So if I don't vote for your political party in an election, that's because your platform didn't appeal to me. And that's not my fault. It isn't my job to make you have a platform that will appeal to me.
So if none of the political parties have platforms which appeal to me, and I don't vote for any of them, why is that my fault?
If I don't vote for you, you have not captured my imagination, my vision, and/or my trust.
If nobody captures my imagination, my vision, and/or my trust, that's a condemnation of your political vision. It still isn't my job to make you have a platform that will appeal to me.
If more than 50% of the electorate doesn't vote, that's a gigantic condemnation of the entire political process. It means that more than half of the electorate has decided that none of the options are good enough.

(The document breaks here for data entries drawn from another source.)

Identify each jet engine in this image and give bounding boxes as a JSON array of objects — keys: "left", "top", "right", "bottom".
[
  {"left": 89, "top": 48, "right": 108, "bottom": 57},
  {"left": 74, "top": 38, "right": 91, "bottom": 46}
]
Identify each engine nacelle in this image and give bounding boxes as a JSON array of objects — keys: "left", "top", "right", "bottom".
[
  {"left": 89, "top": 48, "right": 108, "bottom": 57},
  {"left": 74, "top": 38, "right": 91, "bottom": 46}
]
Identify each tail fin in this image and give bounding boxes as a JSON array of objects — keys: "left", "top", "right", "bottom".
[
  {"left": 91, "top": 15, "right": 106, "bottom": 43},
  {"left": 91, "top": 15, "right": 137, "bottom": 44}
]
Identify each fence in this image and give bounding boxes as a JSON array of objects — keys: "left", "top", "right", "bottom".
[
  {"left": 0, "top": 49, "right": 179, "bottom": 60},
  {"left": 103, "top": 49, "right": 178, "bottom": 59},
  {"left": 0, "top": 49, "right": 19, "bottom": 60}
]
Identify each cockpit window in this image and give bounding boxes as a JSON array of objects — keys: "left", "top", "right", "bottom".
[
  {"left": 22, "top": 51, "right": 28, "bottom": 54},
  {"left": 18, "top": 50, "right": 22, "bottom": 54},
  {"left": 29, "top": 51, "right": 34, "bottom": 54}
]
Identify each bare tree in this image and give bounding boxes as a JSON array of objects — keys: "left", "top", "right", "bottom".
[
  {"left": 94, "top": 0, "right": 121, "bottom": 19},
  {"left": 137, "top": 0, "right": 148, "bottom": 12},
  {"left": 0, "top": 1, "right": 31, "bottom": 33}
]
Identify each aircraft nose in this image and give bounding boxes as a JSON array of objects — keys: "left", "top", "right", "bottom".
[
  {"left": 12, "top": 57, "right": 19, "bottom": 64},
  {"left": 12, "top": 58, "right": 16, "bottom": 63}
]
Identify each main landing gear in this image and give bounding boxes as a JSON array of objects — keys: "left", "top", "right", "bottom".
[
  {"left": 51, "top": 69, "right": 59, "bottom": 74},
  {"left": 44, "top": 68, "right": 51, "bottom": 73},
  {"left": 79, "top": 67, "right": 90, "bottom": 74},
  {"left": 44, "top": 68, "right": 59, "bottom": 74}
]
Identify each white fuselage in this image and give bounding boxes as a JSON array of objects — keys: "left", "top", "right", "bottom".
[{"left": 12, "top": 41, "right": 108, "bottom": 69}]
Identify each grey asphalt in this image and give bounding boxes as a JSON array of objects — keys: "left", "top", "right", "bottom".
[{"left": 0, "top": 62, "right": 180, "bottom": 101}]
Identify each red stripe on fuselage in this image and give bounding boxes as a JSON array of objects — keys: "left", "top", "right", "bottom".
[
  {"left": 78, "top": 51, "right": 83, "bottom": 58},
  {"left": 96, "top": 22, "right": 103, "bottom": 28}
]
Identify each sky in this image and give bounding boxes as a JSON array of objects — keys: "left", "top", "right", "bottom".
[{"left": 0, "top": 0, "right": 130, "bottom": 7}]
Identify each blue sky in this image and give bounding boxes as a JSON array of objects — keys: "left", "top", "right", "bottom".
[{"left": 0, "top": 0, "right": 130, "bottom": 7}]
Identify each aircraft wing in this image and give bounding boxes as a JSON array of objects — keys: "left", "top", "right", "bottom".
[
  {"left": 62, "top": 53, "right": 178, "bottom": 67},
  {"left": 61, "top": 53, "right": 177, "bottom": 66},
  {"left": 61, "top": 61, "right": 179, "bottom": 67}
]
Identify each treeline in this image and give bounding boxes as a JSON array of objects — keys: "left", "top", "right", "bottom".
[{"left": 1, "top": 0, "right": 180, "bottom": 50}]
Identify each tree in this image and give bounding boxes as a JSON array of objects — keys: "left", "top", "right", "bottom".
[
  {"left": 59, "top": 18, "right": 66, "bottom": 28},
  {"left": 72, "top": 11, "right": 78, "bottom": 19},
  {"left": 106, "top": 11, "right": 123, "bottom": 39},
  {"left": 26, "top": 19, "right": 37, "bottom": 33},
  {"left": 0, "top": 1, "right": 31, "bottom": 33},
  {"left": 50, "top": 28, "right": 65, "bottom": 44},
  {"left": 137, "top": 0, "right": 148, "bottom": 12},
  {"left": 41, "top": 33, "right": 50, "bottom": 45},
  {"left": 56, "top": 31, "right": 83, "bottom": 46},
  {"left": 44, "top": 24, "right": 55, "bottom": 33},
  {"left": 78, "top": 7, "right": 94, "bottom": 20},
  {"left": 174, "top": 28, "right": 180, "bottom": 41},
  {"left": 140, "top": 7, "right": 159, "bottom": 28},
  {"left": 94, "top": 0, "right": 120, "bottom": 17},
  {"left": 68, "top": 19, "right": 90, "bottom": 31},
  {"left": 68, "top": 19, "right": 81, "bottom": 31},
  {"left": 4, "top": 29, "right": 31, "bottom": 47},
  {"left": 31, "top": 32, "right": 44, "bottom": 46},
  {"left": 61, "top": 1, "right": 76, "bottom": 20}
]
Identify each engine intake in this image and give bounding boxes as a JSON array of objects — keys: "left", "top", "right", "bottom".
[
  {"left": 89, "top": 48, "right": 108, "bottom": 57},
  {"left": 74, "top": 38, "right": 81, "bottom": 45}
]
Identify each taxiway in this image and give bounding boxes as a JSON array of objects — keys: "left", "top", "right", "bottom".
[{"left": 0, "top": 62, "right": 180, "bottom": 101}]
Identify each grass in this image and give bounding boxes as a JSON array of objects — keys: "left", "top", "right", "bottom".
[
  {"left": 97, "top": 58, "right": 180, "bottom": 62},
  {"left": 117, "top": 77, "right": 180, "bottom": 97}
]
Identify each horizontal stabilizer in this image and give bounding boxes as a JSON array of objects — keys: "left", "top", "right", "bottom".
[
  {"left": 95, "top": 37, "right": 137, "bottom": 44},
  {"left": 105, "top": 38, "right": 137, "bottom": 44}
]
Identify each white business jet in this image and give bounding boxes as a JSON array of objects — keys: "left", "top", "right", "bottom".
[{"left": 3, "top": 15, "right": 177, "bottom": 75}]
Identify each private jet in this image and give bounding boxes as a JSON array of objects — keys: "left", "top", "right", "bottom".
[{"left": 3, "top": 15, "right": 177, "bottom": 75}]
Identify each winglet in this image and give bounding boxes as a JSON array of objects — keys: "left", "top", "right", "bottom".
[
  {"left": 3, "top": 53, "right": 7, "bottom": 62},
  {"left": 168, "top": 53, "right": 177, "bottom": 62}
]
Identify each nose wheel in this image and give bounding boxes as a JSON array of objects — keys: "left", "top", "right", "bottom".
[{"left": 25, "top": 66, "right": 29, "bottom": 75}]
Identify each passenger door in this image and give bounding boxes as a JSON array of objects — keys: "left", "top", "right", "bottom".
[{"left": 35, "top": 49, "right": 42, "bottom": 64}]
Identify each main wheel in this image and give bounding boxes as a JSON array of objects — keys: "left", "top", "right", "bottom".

Trying to shame me into voting won't work.
Trying to claim that it disrespects our sainted veterans who fought and died for my right to vote won't work. I would venture to say that the majority of those veterans who fought and died for that right would be horrified to learn that I was being demanded to vote for someone I didn't want to.
I think those veterans who fought and died etc etc did so in order that I could stand up and say: none of these options are good enough.
Why is that not participation?
In the old days, the USSR would hold an election, and the General Secretary routinely won in excess of 95% of the vote. Of course, this was mostly because he ran unopposed, but never mind -- his people had the vote.
Why if I have the "option" of three or more people I don't want to vote for, suddenly that's democracy?